Bruins In Need of a Trade
So the NHL season is more than half over, and the Bruins sit near the top of the Eastern Conference yet again. The B's have played some of the most solid and complete hockey of any team in the NHL this year, resulting in 43 points through 29 games played. Yet it can be argued that something is missing from this team. Do they have a sniper that can bury the puck consistently as the games wind down and points become more and more valuable?
The suggestion that the team needs an upgrade on their top two lines is in no way a shot at the players that occupy those spots. The Seguin, Marchand Bergeron line is one of the most dominate and dynamic in the NHL, and certainly mixing around those 3 would probably not be in the best interests of the team. However, the 1st line for the team has not consistently played at a first line level through almost 30 games. There are 19 games left in the year. David Kerjci, Milan Lucic and Nathan Horton sit at 24, 17, and 16 points, respectively. Lucic and Horton have struggled to score on a consistent clip. In a shortened season and points being as important as they are, the Bruins could certainly use an upgrade on offense.
The name that has been thrown around since nearly the off season two years ago is Jarome Iginla. The question is, what would it take Calgary to give up their franchise player? The team sits dead last in the West, tied with Colorado with 26 points. People think it would take an arm and a leg for the Flames to trade away their best player in the past 20 years, but I am not one of them. Even though it was under different circumstances, just last summer the Rangers acquired Rick Nash from Columbus for Brandon Dubinsky, Artem Anisimov (ANISIMOV?!) a 1st Rd pick and a prospect. Now Dubinsky and Anisimov are solid players, but they are not the best the Rangers had to offer. People always assume that for a trade to go down, one team needs to unload their best assets. But every few years (Ahem, Gasol to the Lakers...) a trade happens that blindsides fans and makes them wonder "how in the world could they have agreed to that?"
The Bruins are in a unique position. It is almost extinct now in the modern NHL, save for the Red Wings, where a team consistently wins at the highest level. Stanley Cups are the hardest championships to win in sports. It is because of the nature of the game: goalies get hot, the puck bounces the wrong way, a player gets caught out of position on a line change. Hundreds of things can go wrong in a quest for a Title, and for the Bruins, the time is now. If Peter Chiarelli can pull of a trade that brings an Iginla-type to Boston for the stretch run, he has to pull the trigger. He did the same in 2011, and the Bruins won their first Cup in 39 years. People cannot be concerned about the prospects that he may give up.

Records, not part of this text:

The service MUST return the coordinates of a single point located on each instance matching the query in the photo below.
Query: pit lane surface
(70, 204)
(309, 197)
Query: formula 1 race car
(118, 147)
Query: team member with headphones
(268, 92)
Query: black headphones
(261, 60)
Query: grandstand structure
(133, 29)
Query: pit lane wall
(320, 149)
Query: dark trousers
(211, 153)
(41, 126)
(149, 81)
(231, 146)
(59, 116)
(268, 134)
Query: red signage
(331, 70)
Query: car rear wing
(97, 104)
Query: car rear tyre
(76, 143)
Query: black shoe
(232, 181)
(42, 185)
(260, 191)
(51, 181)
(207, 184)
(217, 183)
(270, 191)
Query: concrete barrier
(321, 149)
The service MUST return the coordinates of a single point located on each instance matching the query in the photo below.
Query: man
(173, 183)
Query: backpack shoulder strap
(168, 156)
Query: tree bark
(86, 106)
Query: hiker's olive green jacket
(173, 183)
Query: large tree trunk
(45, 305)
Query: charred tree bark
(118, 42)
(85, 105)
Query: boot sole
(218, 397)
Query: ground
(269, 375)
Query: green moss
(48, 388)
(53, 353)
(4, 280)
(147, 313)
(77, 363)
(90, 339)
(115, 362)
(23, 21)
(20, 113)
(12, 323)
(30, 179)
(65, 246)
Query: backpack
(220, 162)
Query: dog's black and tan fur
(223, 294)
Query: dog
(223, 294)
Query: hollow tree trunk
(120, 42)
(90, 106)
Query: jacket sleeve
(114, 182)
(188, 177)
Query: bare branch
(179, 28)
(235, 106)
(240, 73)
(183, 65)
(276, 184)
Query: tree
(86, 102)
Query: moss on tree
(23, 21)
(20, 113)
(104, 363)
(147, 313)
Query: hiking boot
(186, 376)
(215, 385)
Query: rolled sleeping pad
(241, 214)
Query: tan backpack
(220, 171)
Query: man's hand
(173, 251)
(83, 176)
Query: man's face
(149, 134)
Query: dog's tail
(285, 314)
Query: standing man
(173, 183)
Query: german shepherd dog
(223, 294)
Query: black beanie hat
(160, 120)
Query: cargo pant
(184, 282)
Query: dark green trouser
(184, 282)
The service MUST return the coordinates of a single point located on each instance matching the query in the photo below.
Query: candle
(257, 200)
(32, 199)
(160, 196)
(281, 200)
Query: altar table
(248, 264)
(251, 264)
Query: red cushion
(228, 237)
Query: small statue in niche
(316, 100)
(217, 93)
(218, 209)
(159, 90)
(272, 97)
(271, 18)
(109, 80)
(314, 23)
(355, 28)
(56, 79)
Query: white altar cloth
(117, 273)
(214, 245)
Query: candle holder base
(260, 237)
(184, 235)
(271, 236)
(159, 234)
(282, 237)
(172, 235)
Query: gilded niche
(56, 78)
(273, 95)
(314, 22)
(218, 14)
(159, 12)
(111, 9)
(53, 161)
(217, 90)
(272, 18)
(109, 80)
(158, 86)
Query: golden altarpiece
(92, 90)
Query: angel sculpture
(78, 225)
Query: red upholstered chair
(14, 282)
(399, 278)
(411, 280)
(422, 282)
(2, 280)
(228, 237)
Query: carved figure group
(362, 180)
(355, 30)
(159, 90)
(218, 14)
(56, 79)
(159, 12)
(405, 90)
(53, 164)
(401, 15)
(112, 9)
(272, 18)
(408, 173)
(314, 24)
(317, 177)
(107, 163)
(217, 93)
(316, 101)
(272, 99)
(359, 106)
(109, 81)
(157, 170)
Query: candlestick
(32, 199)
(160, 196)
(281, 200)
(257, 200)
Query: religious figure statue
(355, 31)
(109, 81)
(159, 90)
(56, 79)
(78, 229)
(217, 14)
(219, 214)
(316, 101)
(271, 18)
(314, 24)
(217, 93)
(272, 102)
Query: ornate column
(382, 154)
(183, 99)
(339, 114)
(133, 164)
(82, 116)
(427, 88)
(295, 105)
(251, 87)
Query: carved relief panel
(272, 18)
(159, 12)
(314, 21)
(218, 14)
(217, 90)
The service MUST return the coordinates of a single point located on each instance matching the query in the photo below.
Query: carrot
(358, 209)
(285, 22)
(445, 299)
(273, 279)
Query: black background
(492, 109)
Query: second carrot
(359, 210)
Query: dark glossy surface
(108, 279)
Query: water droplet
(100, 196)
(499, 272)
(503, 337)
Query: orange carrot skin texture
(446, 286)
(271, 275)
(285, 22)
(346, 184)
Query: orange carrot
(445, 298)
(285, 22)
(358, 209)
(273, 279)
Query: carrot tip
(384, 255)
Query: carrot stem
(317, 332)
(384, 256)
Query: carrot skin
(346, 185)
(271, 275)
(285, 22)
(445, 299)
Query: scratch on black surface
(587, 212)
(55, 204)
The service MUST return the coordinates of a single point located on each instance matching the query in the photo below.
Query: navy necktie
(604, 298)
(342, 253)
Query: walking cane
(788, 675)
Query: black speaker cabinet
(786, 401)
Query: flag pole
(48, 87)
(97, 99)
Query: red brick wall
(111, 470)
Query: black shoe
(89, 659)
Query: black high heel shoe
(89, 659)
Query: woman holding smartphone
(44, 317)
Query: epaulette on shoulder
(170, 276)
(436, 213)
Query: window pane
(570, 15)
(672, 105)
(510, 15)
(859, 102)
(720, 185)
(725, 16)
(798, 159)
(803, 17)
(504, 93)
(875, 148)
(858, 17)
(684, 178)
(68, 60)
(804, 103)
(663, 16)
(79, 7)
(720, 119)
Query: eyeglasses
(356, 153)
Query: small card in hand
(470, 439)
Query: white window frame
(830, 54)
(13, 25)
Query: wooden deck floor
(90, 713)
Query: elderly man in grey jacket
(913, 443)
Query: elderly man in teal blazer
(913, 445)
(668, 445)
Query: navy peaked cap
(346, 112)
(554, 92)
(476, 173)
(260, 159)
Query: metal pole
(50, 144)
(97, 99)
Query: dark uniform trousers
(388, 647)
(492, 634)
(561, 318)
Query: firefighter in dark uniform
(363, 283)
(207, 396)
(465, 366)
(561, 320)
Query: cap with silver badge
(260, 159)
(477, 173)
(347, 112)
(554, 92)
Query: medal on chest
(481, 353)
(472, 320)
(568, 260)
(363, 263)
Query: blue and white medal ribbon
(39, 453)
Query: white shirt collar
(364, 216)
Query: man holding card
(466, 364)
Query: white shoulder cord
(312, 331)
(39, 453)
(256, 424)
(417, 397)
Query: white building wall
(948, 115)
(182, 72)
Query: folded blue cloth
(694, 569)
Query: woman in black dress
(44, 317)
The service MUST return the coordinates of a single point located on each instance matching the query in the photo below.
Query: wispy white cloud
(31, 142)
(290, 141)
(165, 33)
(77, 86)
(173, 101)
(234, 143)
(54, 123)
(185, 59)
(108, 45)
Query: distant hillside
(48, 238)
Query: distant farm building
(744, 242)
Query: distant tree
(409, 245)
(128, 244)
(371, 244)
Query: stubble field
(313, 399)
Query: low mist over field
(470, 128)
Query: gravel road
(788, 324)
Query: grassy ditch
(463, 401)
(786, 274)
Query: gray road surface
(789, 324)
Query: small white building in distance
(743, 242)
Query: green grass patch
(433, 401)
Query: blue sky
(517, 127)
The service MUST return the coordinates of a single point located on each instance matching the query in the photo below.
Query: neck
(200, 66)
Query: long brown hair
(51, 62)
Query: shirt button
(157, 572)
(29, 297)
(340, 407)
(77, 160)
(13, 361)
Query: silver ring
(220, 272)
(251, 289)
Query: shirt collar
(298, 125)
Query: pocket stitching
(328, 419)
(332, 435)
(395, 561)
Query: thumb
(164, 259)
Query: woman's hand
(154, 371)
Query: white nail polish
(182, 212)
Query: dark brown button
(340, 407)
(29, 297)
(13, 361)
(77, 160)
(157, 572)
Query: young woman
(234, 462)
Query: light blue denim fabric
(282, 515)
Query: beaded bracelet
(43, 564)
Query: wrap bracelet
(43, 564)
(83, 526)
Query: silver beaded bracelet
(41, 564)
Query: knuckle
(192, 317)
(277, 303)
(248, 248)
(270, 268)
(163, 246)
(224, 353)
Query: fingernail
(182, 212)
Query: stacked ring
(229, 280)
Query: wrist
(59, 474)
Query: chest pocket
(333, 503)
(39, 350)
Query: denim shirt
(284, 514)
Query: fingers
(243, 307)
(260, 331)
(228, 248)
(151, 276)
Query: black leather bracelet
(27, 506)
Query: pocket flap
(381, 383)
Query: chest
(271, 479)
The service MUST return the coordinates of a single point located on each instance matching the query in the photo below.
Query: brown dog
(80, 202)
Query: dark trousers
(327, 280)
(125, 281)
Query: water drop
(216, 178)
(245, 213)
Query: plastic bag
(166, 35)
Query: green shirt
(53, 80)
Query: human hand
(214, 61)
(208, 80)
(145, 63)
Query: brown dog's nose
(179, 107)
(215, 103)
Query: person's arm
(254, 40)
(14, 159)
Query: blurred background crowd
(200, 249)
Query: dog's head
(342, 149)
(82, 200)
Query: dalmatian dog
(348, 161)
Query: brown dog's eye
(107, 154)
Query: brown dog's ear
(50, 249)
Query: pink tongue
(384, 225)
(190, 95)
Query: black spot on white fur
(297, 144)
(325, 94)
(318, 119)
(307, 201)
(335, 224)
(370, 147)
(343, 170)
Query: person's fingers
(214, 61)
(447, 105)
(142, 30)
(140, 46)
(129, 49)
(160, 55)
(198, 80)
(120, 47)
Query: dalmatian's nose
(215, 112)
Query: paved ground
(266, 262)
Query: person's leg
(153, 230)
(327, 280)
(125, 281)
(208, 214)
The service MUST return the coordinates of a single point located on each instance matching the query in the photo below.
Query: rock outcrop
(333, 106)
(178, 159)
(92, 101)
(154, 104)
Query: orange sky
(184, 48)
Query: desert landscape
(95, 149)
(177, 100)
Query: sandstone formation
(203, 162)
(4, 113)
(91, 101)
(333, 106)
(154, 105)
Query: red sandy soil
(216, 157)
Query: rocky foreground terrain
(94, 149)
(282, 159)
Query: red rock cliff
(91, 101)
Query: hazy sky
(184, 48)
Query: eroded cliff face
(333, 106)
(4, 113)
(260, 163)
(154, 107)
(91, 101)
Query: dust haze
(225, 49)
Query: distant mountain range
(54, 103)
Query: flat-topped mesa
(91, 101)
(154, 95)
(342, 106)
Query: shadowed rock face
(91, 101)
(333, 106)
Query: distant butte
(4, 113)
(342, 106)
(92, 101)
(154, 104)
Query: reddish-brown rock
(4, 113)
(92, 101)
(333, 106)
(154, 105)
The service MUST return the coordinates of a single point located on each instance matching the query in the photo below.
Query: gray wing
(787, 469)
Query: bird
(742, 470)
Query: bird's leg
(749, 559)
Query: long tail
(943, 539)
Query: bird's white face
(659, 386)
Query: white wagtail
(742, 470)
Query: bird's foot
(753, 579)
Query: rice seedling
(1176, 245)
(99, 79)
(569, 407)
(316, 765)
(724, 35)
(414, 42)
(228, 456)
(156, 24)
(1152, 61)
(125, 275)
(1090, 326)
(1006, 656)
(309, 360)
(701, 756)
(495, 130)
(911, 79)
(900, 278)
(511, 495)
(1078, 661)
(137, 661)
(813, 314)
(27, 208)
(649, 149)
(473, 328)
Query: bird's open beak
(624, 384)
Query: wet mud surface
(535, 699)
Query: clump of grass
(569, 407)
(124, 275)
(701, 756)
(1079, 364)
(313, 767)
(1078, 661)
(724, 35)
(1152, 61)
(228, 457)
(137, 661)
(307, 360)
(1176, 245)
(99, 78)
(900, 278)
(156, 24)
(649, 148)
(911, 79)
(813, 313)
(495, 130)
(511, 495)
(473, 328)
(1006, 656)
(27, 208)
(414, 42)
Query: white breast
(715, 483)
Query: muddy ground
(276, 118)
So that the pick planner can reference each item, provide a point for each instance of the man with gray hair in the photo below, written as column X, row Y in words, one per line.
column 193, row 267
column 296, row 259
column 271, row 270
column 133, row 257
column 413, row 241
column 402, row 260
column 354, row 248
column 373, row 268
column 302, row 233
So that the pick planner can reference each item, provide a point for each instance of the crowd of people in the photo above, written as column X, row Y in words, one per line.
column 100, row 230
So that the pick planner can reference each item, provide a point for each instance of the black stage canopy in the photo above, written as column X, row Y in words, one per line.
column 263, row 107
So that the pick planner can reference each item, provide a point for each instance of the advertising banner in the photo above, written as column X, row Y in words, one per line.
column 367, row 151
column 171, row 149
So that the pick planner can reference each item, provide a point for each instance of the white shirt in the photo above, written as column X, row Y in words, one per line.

Those players will pan out 2-3 years down the road. The Bruins have to gun for the Title this year. They cannot hold anything back.
If the team sits idle at the deadline and flame out a second consecutive year in the playoffs, the Bruins brass will catch some serious heat.
The time is now to go for a 2nd Title in three years, as nothing is guaranteed in the NHL. Just ask Pittsburgh. In 2009, after they beat the Wings in Game 7, the talk of a new Dynasty was all the rage. Since then, the Penguins have not made it back to the Eastern Finals. Albeit a variety of factors have derailed their quests for another Title, the point remains. It is a perfect example of how teams cannot be passive.
The Bruins have to win now, and not be concerned so much about the future that would inhibit them from pulling off a deadline steal that can put them back on top in 2013.